Personal and professional identity for me is a mixture of complex experiences and my personal quality that has shaped me into who I am today. The transition back to counseling was easier for me as I have my personal resources for this career. Personal resources help the process of career identity (Praskova, Creed, & Hood, 2015). If I was asked about my identity as an individual, I would say that I am a resilient person who developed into a caring, sensitive, and empathetic individual inspired by knowledge and compassion to help others.
Reflecting upon my experiences and self-identity, there are some strengths and weaknesses that I discover. Having to experience what I experienced, some strength that I acquired is to be non-judgmental to a group of minorities and understanding of children/adolescence. One major weakness for me is to work with aging people.
In some societies, being different in terms of sexual orientation, gender, and certain appearance may add more pressure that leads to developmental issues that one must overcome with. Having been in that position before, I believe that my empathy, sensitivity attitude could be helpful and provide non-judgmental counseling for them.
Having experienced some obstacles growing up, made me understand myself better. I reflect on my behavior and feeling a lot during childhood and adolescent time to eventually come out to self-love. I may be able to relate to more adolescents who are struggling growing up due to family issues, peer pressure, and negative self-concept. Been in that phase and understand how it feels, I could bring myself to their level to provide the comfort level that they need. I believe that my genuine understanding, compassion, and empathy towards them could be helpful in building therapeutic relationships with them.

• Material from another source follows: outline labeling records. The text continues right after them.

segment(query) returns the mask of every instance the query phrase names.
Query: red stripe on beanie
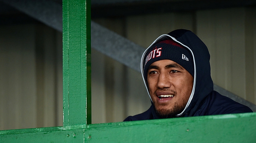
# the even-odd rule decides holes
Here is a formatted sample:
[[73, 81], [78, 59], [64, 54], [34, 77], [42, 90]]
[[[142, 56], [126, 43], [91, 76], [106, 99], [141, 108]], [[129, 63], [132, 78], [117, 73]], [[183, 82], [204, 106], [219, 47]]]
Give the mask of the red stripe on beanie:
[[166, 40], [162, 41], [159, 42], [159, 43], [166, 43], [174, 46], [177, 46], [180, 48], [184, 48], [184, 47], [179, 43], [176, 42], [172, 39]]

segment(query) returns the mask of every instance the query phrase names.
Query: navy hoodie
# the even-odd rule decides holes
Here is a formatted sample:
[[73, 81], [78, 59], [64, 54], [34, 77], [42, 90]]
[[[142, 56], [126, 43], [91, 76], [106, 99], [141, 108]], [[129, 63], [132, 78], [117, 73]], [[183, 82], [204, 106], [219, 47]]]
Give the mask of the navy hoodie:
[[[197, 116], [252, 112], [248, 107], [221, 95], [213, 90], [211, 76], [210, 55], [205, 45], [195, 34], [185, 29], [178, 29], [157, 38], [144, 52], [141, 58], [141, 70], [146, 88], [150, 95], [144, 76], [143, 61], [147, 49], [151, 45], [165, 40], [172, 39], [186, 48], [194, 58], [194, 67], [193, 89], [184, 110], [176, 117]], [[150, 98], [151, 99], [151, 98]], [[156, 114], [152, 102], [145, 112], [127, 117], [124, 121], [160, 118]]]

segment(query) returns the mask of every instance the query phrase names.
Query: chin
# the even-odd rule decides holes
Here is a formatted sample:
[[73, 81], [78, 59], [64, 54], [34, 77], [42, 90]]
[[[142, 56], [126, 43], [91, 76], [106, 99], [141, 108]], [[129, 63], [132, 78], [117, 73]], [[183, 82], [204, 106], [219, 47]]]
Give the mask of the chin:
[[170, 108], [166, 107], [156, 107], [156, 115], [162, 118], [175, 117], [176, 115], [181, 113], [185, 108], [186, 105], [178, 105], [177, 102]]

Lack of attachment and relationship with my grandparents may become my weakness in counseling. The distance between me and my grandparents was because they keep nagging me about losing weight, which makes me uncomfortable around them, and also, we never made effort to build communication. Thus, I always have preconceptions that aging people are insensitive and offhand. I may not feel comfortable and that may hinder my understanding toward them. Also, due to a lack of closeness with my own grandparents, I may not know how to connect with them on a deeper emotional level for therapeutic purposes.